Iraq ratified and acceded to the International Convention on the Protection of all Persons from Enforced Disappearance in 2010 and Iraqi institutions have been responsible for locating and identifying missing persons in a systematic way over the last decade.  . 

Today’s meeting provided a platform for senior officials and technical experts to exchange experience, identify common challenges, and examine concrete steps to improve efforts to account for missing persons across the region.

Keynote speeches and presentations were delivered by representatives of Iraq, Kuwait, Libya, Palestine, and Yemen, who shared national strategies, legal frameworks, and good practice in accounting for missing persons.
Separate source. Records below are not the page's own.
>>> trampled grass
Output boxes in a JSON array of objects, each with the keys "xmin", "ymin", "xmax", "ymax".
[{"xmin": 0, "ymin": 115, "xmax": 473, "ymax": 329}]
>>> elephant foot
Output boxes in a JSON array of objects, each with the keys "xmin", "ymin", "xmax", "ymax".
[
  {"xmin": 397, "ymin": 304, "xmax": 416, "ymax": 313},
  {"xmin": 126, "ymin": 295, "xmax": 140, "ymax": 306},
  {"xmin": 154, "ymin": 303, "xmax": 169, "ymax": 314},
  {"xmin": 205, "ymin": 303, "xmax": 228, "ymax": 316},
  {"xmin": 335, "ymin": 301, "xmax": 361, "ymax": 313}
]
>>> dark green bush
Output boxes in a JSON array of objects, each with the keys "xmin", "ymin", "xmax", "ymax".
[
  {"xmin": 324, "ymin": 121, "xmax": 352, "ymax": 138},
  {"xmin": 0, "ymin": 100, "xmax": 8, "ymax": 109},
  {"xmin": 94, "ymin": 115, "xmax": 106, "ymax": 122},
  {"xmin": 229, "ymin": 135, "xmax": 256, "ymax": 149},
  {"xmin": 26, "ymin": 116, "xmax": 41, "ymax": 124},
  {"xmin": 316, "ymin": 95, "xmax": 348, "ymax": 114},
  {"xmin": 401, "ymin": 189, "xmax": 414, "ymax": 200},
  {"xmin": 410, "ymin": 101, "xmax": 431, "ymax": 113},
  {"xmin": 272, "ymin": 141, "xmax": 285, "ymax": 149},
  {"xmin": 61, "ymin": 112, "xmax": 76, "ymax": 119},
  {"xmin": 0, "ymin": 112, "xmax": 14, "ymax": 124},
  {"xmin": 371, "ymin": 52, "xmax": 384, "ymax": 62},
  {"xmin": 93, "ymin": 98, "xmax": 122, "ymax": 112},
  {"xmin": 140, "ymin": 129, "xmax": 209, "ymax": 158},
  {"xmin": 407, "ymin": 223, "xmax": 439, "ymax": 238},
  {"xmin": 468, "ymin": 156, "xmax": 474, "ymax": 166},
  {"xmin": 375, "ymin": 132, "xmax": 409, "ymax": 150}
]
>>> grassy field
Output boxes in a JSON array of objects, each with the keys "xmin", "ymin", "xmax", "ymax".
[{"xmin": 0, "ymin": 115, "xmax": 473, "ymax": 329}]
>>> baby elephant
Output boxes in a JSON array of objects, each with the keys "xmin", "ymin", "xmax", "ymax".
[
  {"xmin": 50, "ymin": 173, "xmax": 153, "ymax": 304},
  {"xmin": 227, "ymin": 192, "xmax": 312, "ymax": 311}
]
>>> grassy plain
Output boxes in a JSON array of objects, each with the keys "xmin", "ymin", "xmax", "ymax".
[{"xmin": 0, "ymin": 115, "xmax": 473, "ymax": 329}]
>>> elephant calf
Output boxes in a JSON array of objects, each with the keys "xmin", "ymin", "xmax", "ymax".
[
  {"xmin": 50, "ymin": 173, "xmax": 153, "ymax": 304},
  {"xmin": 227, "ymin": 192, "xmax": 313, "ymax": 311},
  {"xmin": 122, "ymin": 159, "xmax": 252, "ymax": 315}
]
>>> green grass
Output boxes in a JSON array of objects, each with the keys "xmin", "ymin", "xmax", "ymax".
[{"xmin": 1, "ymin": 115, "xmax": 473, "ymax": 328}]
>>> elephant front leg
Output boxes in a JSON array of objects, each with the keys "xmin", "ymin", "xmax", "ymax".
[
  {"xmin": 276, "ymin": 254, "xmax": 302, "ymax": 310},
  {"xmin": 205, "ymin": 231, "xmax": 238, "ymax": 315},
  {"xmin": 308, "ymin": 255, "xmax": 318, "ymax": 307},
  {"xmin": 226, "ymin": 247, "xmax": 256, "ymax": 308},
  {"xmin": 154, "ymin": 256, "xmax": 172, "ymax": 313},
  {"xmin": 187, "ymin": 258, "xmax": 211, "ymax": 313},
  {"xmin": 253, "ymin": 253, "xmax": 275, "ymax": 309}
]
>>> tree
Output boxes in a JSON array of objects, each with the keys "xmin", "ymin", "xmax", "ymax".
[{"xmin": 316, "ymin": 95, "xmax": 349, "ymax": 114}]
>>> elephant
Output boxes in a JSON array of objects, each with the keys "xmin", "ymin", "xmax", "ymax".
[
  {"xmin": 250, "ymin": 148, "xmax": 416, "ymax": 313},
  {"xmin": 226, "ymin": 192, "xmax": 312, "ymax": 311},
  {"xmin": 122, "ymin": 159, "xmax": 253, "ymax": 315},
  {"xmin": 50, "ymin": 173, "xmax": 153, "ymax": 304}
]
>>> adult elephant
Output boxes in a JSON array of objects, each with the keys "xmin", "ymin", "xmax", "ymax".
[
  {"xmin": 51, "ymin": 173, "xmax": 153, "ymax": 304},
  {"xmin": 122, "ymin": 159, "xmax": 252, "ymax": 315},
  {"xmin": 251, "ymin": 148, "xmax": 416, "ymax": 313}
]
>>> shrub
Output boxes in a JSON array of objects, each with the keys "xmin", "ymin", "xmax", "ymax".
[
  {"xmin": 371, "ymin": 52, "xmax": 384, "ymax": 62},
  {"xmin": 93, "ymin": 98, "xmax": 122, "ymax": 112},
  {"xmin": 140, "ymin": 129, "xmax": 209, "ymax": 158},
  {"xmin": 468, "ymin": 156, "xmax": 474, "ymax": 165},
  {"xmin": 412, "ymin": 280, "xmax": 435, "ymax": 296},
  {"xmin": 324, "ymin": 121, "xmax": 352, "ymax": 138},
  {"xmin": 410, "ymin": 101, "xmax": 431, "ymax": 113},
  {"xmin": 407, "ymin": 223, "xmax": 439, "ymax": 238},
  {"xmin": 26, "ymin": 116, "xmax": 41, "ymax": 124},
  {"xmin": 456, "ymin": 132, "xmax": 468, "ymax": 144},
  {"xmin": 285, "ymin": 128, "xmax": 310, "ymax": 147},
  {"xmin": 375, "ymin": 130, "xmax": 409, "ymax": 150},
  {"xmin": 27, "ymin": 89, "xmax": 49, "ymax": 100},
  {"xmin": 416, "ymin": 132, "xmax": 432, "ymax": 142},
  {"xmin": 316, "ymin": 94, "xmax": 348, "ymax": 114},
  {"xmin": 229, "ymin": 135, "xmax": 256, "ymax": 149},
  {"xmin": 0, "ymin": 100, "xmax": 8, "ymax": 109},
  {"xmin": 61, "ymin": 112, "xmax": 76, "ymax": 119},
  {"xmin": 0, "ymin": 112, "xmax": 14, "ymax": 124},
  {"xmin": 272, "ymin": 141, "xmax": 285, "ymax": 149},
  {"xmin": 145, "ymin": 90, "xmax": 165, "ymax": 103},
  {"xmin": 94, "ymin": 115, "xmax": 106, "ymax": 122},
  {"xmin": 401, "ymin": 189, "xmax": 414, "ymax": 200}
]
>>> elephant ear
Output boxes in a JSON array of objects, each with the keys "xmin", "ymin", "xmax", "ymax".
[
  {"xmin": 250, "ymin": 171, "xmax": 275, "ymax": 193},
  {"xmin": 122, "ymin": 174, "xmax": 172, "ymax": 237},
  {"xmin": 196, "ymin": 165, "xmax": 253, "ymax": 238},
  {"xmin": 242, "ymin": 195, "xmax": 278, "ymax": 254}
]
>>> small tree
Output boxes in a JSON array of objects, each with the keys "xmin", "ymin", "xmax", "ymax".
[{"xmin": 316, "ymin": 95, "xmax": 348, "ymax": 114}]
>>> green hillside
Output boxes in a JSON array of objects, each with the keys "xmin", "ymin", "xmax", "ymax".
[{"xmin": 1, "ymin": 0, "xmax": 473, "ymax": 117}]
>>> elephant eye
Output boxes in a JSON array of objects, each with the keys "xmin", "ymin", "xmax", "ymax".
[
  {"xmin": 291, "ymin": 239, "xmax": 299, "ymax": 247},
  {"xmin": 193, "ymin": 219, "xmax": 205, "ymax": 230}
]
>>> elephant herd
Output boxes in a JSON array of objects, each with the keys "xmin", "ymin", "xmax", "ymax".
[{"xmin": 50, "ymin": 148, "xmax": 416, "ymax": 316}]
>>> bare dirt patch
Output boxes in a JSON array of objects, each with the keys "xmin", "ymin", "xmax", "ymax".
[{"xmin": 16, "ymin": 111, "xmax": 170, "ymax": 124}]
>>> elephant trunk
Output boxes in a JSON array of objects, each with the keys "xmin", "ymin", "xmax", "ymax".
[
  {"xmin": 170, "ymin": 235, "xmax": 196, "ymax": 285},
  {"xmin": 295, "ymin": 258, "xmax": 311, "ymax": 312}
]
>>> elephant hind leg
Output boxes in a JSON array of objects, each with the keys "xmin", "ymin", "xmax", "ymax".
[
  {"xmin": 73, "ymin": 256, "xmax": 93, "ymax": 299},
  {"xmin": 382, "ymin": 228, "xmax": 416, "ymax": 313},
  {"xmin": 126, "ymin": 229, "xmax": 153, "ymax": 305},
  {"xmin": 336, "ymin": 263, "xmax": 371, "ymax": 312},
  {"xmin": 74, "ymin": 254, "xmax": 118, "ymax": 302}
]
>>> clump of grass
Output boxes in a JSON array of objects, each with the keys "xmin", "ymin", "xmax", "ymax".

Recommendations and Next Steps

The meeting concluded with recommendations on steps that will carry effective missing persons processes forward, These are:

  • Advocate for sustained high-level commitment by all governments to prioritize missing-persons efforts;
  • Establish centralized Missing Persons Mechanisms to coordinate all missing persons cases;
  • Develop and continuously update shared database systems of all missing persons;
  • Adopt clear, targeted laws that define mandates and procedures related to the handling of missing persons cases;
  • Ensure that all missing persons investigations employ the latest forensic, DNA and data-management tools, satellite imagery and AI tools;
  • Engage families and civil society groups and ensure that they are provided with information concerning efforts to locate their loved ones and build public trust;
  • Sustain processes through transparency – by providing credible and honest information; and
  • Facilitate the timely sharing of information, resources and best practice among governments, international organizations and CSOs.

Today’s event was funded through the generous support of the governments of the Netherlands and Germany.

About ICMP

ICMP is a treaty-based intergovernmental organization with Headquarters in The Hague, the Netherlands. Its mandate is to secure the cooperation of governments and others in locating missing persons from conflict, human rights abuses, disasters, organized crime, migration and other causes and to assist them in doing so.